Falta instruir o serviço hostapd para que use este arquivo de configuração que acabamos de criar e parametrizar. Faça isso editando o arquivo /etc/default/hostapd, descomente a linha que contém (apenas retirando a cerquilha) #DAEMON_CONF=””, e entre aspas insira o arquivo que criamos. Ficará assim:

DAEMON_CONF=”/etc/hostapd/hostapd.conf”

4. Instalação e configuração do serviço isc-dhcp-server

Para que nosso sistema Linux forneça endereço IP aos clientes que se conectarem na rede Wi-Fi do Raspberry, tornando-os capazes de se comunicar, devemos instalar e configurar um serviço de DHCP Server. Um tradicional e robusto serviço para esse meio é o isc-dhcp-server. Instale-o com:

1
aptitude install isc-dhcp-server

Ao final da instalação pode aparecer umas mensagens de falhas e erros. Ignore-as. Está tudo bem, rsrs.

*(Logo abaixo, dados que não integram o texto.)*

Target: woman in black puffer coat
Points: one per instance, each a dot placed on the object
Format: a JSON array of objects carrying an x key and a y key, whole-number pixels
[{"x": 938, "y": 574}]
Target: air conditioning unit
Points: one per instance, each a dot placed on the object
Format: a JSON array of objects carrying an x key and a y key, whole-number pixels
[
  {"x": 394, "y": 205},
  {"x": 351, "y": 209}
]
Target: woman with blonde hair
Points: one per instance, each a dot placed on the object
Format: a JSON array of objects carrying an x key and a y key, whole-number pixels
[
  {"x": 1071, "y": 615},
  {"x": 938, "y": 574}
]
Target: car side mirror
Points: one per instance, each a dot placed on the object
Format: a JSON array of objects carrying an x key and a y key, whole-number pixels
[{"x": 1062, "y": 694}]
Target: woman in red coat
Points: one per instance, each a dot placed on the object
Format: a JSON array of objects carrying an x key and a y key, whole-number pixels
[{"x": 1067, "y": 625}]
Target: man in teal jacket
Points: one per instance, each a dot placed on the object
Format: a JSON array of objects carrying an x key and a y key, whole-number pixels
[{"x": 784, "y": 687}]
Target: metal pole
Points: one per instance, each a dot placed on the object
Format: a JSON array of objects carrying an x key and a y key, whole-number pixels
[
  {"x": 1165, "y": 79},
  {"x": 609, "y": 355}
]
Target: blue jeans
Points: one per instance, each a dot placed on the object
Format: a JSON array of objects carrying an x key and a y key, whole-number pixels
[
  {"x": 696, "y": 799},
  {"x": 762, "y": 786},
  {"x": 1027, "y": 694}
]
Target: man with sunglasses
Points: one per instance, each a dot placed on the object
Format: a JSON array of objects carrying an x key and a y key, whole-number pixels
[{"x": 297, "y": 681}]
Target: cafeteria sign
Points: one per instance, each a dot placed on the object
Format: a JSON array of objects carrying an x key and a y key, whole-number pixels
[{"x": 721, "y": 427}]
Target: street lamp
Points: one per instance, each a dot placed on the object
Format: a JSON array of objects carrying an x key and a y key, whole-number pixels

Antes de ir para principal arquivo de configuração do serviço, vamos configurar o arquivo /etc/default/isc-dhcp-server para que o isc-dhcp-server saiba em qual interface ele deverá trabalhar.

1
nano /etc/default/isc-dhcp-server

Na linha INTERFACESv4=””, entre as aspas coloque a interface Wi-Fi, wlan0, ficando:

INTERFACESv4=”wlan0″

E comente a linha INTERFACESv6=””, pois isso recomendado ao estar trabalhando somente com IPv4. Ficará:

INTERFACESv4=”wlan0″

#INTERFACESv6=””

Justamente por não estarmos configurando IPv6, devemos renomear o arquivo /etc/dhcp/dhcpd6.conf. Para isso, dê o comando:

1
mv /etc/dhcp/dhcpd6.conf /etc/dhcp/dhcpd6.conf.bak

Agora, como já feito anteriormente; por prevenção, copie o arquivo original de configuração com cp /etc/dhcp/dhcpd.conf /etc/dhcp/dhcpd.conf.bak. Para ficar mais fácil e claro, escreverei a seguir os únicos parâmetros que deverão ficar (“descomentados”) neste arquivo de configuração. Os demais, pode apagar ou comentar. Se quiser facilitar essa tarefa, apague o arquivo de configuração com rm /etc/dhcp/dhcpd.conf e crie o novamente com, por exemplo:

1
nano /etc/dhcp/dhcpd.conf

Os parâmetros deverão ser:

 1
 2
 3
 4
 5
 6
 7
 8
 9
10
11
12
13
14
default-lease-time 86400;
max-lease-time 604800;
db-time-format local;

ddns-update-style none;

authoritative;

subnet 192.168.2.0 netmask 255.255.255.0 {
  range 192.168.2.2 192.168.2.254;
  option routers 192.168.2.1;
  option broadcast-address 192.168.2.255;
  option domain-name-servers 1.1.1.1, 1.0.0.1;
}
Observação
Os servidores DNS definidos foram os da Cloudflare, 1.1.1.1 e 1.0.0.1. Caso prefira outro, como os do Google ou do seu provedor de internet, apenas substitua-os no arquivo no lugar do valores já citados do Cloudflare.

Para entender melhor os parâmetros de configuração do servidor DHCP, leia o manual man dhcpd.conf. Aliás, recomendo fortemente que se pesquise mais sobre possíveis configurações dessa ferramenta, pois aqui foi passado o básico do básico.